23. Hukuk Dairesi 2014/2373 E. , 2014/7323 K.
"İçtihat Metni"MAHKEMESİ : İstanbul(Kapatılan) 46. Asliye Ticaret Mahkemesi
TARİHİ : 19/12/2013
NUMARASI : 2013/68-2013/324
Taraflar arasındaki kayıt kabul davasının yapılan yargılaması sonunda ilamda yazılı nedenlerden dolayı davanın reddine yönelik olarak verilen hükmün süresi içinde davacı vekilince temyiz edilmesi üzerine dosya incelendi, gereği konuşulup düşünüldü.
-K A R A R-
Mahkemece kayıt kabul talebi hakkında verilen hüküm temyiz eden davacı vekiline 06.02.2014 günü tebliğ edildiği halde, temyiz dilekçesi İİK"nın 164. maddesinde öngörülen 10 günlük yasal süre geçirildikten sonra 18.02.2014 tarihinde verilmiştir. Tebligatın usulsüzlüğü de ileri sürülmediğinden, süresinden sonra yapılan temyiz istemleri hakkında mahkemece bir karar verilebileceği gibi, 01.06.1990 gün ve 1989/3 Esas, 1990/4 Karar sayılı İçtihadı Birleştirme Kararında Yargıtay tarafından da karar verilebileceği kabul edilmiş olmakla, temyiz isteminin reddi gerekmiştir.

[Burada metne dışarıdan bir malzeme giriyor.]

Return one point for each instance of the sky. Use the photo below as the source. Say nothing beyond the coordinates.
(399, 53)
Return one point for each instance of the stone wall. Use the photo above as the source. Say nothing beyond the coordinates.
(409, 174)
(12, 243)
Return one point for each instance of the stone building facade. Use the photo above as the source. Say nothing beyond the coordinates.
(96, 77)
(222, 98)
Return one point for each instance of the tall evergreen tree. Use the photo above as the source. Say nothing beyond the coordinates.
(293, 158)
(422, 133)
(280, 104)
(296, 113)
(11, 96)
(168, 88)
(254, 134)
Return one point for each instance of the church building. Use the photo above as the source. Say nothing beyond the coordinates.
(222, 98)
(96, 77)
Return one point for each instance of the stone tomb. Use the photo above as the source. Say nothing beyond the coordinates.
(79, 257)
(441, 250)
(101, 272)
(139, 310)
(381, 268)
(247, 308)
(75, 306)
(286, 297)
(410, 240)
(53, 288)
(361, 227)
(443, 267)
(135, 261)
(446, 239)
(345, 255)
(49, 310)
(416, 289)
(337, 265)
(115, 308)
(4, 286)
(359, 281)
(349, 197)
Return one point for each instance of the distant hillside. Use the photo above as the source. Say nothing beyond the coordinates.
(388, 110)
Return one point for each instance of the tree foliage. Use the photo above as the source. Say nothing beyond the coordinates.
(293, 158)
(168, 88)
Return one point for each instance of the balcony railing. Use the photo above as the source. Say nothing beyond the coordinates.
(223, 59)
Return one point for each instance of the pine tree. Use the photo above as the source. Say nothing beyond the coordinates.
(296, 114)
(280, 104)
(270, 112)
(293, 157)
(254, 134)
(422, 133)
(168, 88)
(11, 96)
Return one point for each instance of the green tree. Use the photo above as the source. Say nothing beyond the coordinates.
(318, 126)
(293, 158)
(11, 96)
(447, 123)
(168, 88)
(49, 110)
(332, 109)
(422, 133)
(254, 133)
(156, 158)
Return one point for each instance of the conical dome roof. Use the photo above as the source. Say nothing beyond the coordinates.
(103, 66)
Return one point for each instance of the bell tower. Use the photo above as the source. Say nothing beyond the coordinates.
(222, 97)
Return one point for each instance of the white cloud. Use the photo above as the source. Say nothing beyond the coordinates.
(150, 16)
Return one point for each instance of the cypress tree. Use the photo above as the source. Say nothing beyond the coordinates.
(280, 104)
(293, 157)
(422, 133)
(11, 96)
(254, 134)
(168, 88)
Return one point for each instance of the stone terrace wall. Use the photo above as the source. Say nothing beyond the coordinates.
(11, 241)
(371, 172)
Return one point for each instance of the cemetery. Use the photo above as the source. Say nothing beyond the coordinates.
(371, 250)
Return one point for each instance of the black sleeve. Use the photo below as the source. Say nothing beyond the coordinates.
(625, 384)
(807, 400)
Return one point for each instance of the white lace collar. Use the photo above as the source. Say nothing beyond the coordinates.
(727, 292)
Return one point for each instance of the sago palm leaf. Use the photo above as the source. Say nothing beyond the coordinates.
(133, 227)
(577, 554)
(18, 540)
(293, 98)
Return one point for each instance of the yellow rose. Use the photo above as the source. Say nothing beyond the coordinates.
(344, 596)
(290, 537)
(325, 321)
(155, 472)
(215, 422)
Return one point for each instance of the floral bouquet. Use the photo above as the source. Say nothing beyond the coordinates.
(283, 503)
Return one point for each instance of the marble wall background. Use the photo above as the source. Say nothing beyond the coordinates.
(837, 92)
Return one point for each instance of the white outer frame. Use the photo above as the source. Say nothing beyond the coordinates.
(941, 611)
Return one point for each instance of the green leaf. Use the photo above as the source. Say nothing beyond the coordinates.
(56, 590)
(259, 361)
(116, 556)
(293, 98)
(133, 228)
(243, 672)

SONUÇ: Yukarıda açıklanan nedenle, davacı vekilinin temyiz isteminin süre yönünden REDDİNE, peşin alınan harcın istek halinde iadesine, kararın tebliğinden itibaren 10 gün içerisinde karar düzeltme yolu açık olmak üzere, 17.11.2014 tarihinde oyçokluğuyla karar verildi.
MUHALEFET ŞERHİ
İİK"nın 235/1 maddesi uyarınca ticaret mahkemesinde açılan iflasta kayıt kabul davaları sonunda verilen kararlara karşı temyiz kanun yolu bakımından, temyiz süresinin kaç gün olduğu, sürenin tefhimden mi tebliğden mi başlayacağı konusunda İİK"da açıklık yoktur.

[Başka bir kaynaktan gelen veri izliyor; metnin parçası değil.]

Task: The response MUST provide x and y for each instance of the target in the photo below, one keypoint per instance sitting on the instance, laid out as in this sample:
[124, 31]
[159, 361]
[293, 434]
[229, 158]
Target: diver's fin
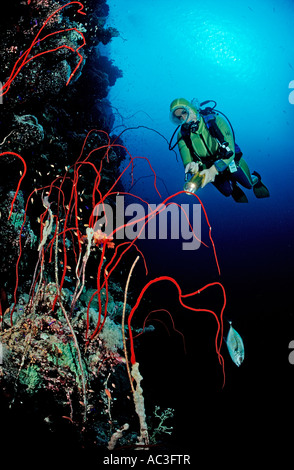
[259, 189]
[238, 195]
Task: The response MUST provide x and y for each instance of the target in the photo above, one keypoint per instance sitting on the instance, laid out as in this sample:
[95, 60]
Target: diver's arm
[223, 163]
[184, 151]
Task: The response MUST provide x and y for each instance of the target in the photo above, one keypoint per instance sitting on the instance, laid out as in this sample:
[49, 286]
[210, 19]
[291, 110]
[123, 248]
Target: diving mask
[180, 115]
[193, 184]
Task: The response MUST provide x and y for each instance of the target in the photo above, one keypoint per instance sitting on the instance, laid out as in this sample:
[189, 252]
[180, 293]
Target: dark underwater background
[239, 54]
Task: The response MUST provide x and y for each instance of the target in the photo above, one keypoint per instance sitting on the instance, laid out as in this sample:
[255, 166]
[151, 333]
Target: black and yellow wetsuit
[196, 143]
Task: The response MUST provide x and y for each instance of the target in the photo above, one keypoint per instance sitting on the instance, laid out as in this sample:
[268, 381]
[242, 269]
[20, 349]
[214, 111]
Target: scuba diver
[206, 142]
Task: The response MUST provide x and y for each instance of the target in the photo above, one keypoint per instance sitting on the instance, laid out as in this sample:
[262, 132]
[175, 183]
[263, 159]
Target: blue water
[241, 55]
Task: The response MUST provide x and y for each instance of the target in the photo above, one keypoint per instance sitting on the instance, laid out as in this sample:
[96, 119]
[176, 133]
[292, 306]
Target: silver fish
[235, 346]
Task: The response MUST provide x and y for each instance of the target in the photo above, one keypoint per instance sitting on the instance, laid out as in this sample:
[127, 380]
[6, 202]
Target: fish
[235, 346]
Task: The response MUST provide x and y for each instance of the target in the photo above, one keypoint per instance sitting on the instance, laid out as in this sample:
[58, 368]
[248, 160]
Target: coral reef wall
[41, 117]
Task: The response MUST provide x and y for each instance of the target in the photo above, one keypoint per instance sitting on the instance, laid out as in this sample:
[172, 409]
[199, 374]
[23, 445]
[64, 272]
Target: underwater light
[194, 183]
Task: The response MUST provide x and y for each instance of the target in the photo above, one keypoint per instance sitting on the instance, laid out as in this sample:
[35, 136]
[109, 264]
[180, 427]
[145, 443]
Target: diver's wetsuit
[206, 148]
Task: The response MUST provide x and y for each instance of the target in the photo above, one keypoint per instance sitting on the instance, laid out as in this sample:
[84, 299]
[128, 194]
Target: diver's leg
[229, 188]
[242, 175]
[248, 180]
[223, 185]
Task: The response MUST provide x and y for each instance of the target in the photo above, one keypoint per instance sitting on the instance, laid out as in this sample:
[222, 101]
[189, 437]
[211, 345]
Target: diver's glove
[209, 175]
[192, 167]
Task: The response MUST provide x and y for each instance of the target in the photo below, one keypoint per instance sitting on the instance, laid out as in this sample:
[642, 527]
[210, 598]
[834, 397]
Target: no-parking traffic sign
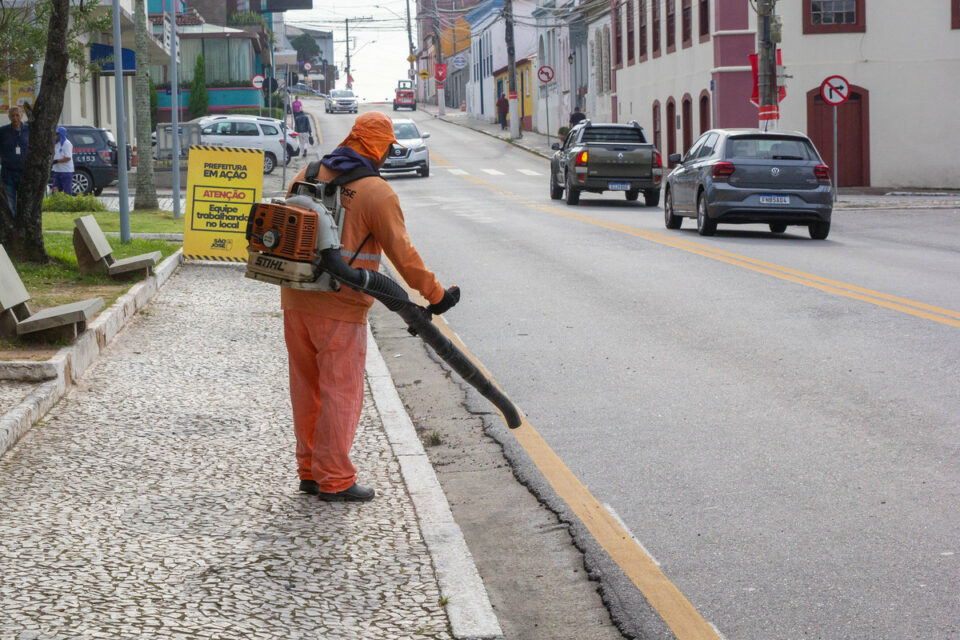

Dairemizin sayın çoğunluğu İİK"nın 164/1. maddesi uyarınca temyiz süresinin 10 gün olduğunu kabul etmektedir. İİK"nın 164/1. maddesi iflas davasında kararın tebliğinden itibaren temyiz süresinin 10 gün olduğunu düzenlemiştir. Bu hüküm istisna getiren bir düzenleme olup sadece iflas davasına ilişkin verilen kararla sınırlı uygulanabilir. İstisnanın dar yorumlanması, kıyas yoluyla genişletilmemesi ana kural olduğuna göre aynı hükmün ticaret mahkemesinde görülen iflasta kayıt kabul davalarında uygulanamayacağı açıktır. Kanunda istisnai bir düzenleme yer almadığından, temyiz süresi de genel hükümlere göre belirlenmelidir.
Nitekim İİK, icra mahkemesi dışında görülen davalar bakımından genel uygulamadan ayrılıp istisna getirmişse bunu iflas davası yönünden İİK"nın 164/1"de olduğu gibi kararın tebliğinden, iflasın ertelenmesinde İİK"nın 181 atfıyla 164/1"de kararın tebliğinden, iflasın kaldırılması davasında İİK"nın 182"de kararın tebliğinden, iflasın kapatılması davasında İİK 254/4"de kararın tebliğinden, konkordatonun tasdik ya da reddinde İİK 299"da kararın tefhiminden, konkordatonun bir alacaklı yönünden feshinde İİK 307"de kararın tebliğinden, konkordatonun tamamen feshinde İİK"nın 308/2 atfıyla 299"da kararın tefhiminden itibaren 10 gün olduğunu, icra mahkemesinden verilen istisnaen temyiz yolu tanınan kararlar için de İİK"nın 363"de 10 günlük temyiz süresi olduğunu kanun düzenlemiştir.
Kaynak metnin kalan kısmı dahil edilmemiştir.